Meditation and Yoga are common methods of relaxing not only your body and muscles, but also your mind. Another technique, developed by German psychiatrist Johannes Schultz is Autogenic Training.

To make your life a little less stressful and more enjoyable, we will present you with the concept of Autogenic Training (if you’re not familiar with it already), and some musical tracks that go along perfectly with the journey you will make during your autogenic experience.

What is Autogenic Training?

Autogenic Training
Image by Miguel Virkkunen Carvalho
http://bit.ly/1wuXiW9

Plain and simple, Autogenic Training is a relaxation technique developed in the first half of the 20th century. This method that’s not too different from meditation influences one’s autonomic nervous system and can be used to easy stress and even the symptoms of psychosomatic disorders. Even in the treatment of traumatic patients, a variant called Autogenic Abreaction was used after 1963. Autogenic Analysis, on the other hand, is used by psychiatrists to uncover the unconsciousness of their patients.

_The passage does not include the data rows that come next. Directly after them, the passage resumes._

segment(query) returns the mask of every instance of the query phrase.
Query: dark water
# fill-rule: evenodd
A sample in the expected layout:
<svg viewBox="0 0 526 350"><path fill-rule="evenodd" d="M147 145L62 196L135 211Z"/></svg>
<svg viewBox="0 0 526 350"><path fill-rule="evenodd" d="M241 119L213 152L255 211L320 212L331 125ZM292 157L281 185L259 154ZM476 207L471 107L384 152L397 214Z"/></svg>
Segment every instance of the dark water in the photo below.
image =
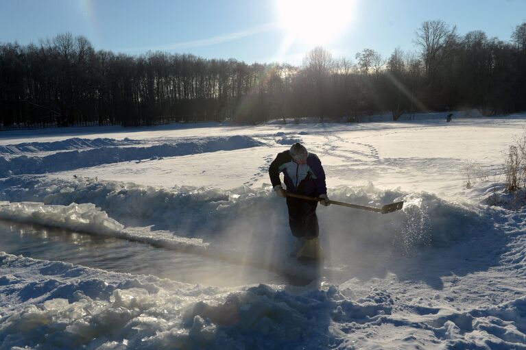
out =
<svg viewBox="0 0 526 350"><path fill-rule="evenodd" d="M287 284L278 273L106 236L0 221L0 251L206 286Z"/></svg>

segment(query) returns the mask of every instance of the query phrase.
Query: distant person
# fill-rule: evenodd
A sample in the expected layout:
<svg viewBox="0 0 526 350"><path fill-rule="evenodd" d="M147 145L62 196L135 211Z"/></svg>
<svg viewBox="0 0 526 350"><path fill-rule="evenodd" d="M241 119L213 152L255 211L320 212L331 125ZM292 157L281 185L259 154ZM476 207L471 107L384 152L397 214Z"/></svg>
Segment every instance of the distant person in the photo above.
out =
<svg viewBox="0 0 526 350"><path fill-rule="evenodd" d="M287 190L281 186L280 173L283 173ZM289 225L292 234L298 238L291 255L297 258L318 258L321 252L316 216L318 201L289 197L287 194L318 197L325 206L331 203L327 197L325 172L320 158L296 142L289 150L278 154L270 164L269 175L276 194L287 198Z"/></svg>

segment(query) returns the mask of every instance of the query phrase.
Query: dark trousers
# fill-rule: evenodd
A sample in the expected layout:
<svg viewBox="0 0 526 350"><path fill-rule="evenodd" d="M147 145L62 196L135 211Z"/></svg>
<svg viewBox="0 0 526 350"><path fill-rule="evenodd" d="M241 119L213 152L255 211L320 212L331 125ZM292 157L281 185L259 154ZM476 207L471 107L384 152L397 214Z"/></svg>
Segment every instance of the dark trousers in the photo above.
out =
<svg viewBox="0 0 526 350"><path fill-rule="evenodd" d="M320 234L316 207L318 202L299 198L287 197L289 225L294 237L312 238Z"/></svg>

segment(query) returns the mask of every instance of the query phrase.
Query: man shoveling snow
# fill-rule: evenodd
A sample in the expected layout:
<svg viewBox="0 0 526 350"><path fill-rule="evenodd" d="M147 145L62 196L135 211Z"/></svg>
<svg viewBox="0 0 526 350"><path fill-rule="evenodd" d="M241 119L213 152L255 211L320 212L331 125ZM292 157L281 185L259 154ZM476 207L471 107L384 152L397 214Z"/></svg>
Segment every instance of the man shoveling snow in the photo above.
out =
<svg viewBox="0 0 526 350"><path fill-rule="evenodd" d="M286 190L281 185L280 173L283 173ZM320 258L320 228L316 216L318 201L291 196L318 197L320 203L325 206L331 203L327 197L325 172L320 158L309 153L302 145L295 143L289 151L278 154L270 164L269 175L276 194L287 198L289 225L292 234L298 238L293 255L298 258Z"/></svg>

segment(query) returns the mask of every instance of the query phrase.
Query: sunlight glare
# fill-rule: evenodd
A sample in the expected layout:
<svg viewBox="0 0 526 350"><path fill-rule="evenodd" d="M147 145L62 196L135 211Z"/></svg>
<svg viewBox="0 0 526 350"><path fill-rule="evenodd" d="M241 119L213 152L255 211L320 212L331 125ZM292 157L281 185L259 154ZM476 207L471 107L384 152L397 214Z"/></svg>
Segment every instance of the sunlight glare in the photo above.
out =
<svg viewBox="0 0 526 350"><path fill-rule="evenodd" d="M310 45L323 45L342 34L353 14L353 0L276 0L287 35Z"/></svg>

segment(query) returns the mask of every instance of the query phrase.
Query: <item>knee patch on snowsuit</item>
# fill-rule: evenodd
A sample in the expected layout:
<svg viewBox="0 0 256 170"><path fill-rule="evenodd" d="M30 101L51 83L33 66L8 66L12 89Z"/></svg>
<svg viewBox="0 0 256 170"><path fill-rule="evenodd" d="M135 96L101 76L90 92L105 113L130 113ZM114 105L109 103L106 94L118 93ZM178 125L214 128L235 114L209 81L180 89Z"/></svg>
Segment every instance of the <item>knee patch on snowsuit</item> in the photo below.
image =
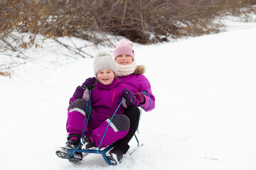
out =
<svg viewBox="0 0 256 170"><path fill-rule="evenodd" d="M82 98L78 98L75 99L69 106L69 112L71 113L73 111L78 111L81 114L84 115L88 120L88 123L90 123L92 121L92 111L90 110L89 106L87 106L87 101ZM91 112L89 116L89 113ZM86 112L86 113L85 113Z"/></svg>
<svg viewBox="0 0 256 170"><path fill-rule="evenodd" d="M110 123L112 116L106 120ZM127 131L130 126L130 122L127 116L125 115L115 115L112 118L110 125L115 132L117 131Z"/></svg>

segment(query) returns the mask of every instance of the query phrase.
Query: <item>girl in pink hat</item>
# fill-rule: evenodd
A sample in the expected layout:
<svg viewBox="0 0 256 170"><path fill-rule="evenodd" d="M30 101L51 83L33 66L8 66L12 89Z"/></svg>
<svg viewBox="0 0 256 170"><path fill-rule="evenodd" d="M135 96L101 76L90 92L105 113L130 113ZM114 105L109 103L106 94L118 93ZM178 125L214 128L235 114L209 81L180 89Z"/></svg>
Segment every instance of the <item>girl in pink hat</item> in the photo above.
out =
<svg viewBox="0 0 256 170"><path fill-rule="evenodd" d="M137 103L124 110L124 114L130 120L130 128L124 137L114 143L114 147L109 153L108 158L113 164L120 162L123 154L126 154L129 148L128 143L139 125L140 112L137 106L146 112L155 107L155 98L150 83L142 74L145 72L145 67L137 65L132 47L133 43L130 40L122 40L117 42L114 52L114 57L117 62L117 76L126 88L135 94ZM146 92L149 96L142 92Z"/></svg>

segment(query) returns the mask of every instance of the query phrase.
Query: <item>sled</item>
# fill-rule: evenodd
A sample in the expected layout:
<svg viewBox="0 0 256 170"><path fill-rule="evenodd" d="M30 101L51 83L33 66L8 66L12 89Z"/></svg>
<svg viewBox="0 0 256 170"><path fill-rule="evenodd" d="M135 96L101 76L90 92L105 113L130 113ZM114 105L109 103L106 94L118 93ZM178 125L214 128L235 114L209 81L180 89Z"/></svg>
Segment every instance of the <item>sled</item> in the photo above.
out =
<svg viewBox="0 0 256 170"><path fill-rule="evenodd" d="M149 96L149 94L147 94L147 95ZM150 98L150 96L149 96L149 98ZM107 125L107 128L106 128L105 133L106 133L107 130L107 128L108 128L108 127L109 127L109 125L110 125L110 122L112 121L112 118L113 118L114 115L115 115L117 109L118 109L119 107L120 106L120 105L121 105L121 103L122 103L122 102L123 100L124 100L124 98L122 98L122 100L121 103L119 103L119 106L117 107L116 111L115 111L114 113L113 114L113 115L112 115L112 118L111 118L111 120L110 120L110 123L109 123L109 124L108 124L108 125ZM90 112L89 112L89 115L88 115L88 117L90 117L90 110L91 110L91 108L90 108L90 95L89 95L88 102L89 102L89 103L90 103ZM85 113L87 113L87 108L86 108L86 110L85 110ZM140 108L140 117L141 117L141 115L142 115L142 108ZM86 115L85 115L85 118L86 118ZM139 118L139 119L140 119L140 118ZM83 130L86 128L86 125L87 125L87 121L88 121L88 120L86 121L85 128L84 128L84 127L83 127ZM85 125L85 122L84 122L84 125ZM139 126L138 126L138 128L137 128L137 131L138 131L138 128L139 128ZM83 131L83 130L82 130L82 131ZM103 137L102 137L102 140L103 140L103 138L104 138L105 135L105 134L104 134L104 135L103 135ZM81 136L83 136L83 134L82 134ZM135 137L135 139L136 139L136 140L137 140L137 145L138 145L138 147L139 147L140 145L139 145L139 140L138 140L137 137L136 136L135 134L134 134L134 136ZM100 147L100 144L101 144L101 142L100 142L100 144L99 147ZM142 145L143 145L143 144L142 144L141 146L142 146ZM108 147L105 147L105 148L104 148L104 149L78 149L78 148L77 148L77 149L67 149L68 159L68 161L69 161L69 162L72 162L71 158L72 158L72 156L74 155L75 152L82 152L82 153L87 153L87 154L101 154L102 155L105 161L109 165L115 165L115 164L111 163L111 162L110 161L110 159L107 158L107 155L106 155L106 153L107 153L108 151L110 151L111 149L112 149L113 147L114 147L114 144L110 144L110 146L108 146ZM135 150L134 150L134 151L135 151ZM130 154L132 154L134 151L133 151Z"/></svg>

Furthermore, Autogenic Training techniques are applied to lower the blood pressure and strengthen the immune system.

This technique can be practiced daily in sessions of about 15 minutes. Usually, these sessions take place in the morning, during midday, and in the evening. A set of visualizations that are supposed to induce relaxation of body and mind is repeated during each session. The poses to do this in can vary from any comfortable position to actual medidation sitting styles.

How does it work?

IN the beginning, Autogenic Training is guided by either a trainer or by a taped recording, the respective speaker giving exercises and commands in short and easy to understand sentences. The training is usually divided in three stages:

  1. The elementary stage
  2. The intermediate stage and
  3. The final stage

Each stage consists of different practices and exercises that aim for different goals in the individual stages. The first stage is directed towards the autonomic nervous system, and connote a calm and relaxing state of the body. The first stage includes the exercises like the experience of bodily heaviness and warmth, or the cooling of the forehead.

The second stage is oftentimes used to form certain kinds of behavior; favoring good behavior and getting rid of bad behavior. This is achieved by the formulating of sentences, e.g. in an exam situation. The student in question enters a relaxed state by applying the exercises of the first stage and repeats positively formulates sentences like “I will be calm and composed. I will pass my exam”.

The third stage of Autogenic Training is almost exclusively used in therapeutic environments. The exercises in this stage aim to simplify the access to psychoanalytic practice, differing depending on the aim of the psycho analysis.

Supporting Background Sounds

While the last stage primarily is used in real therapy sittings, the first two stages are commonly used as relaxation methods by ‘psychologically healthy’ people as well. Especially during the exercises of the first stage, next to listening or applying the short commands for visualization, calming and atmospheric background noise favors the conduct of Autogenic Training.

Music that has been generated for the pure purpose of relaxation is the obvious pick. Calming sounds, chimes, maybe the sound of dripping water create a through and through relaxing atmosphere.

Natural sounds like wind in a serene forest, the sound of birds singing, waves hitting the shore, or a calming rain have an equally relaxing function. Furthermore, they can support different visualizations by providing a fitting background souncscape for a walk in the forest or along the beach.

For ambient atmospheres that aim to purely create some background noise or to drown out potentially distracting commotion, white noise is a fitting choice.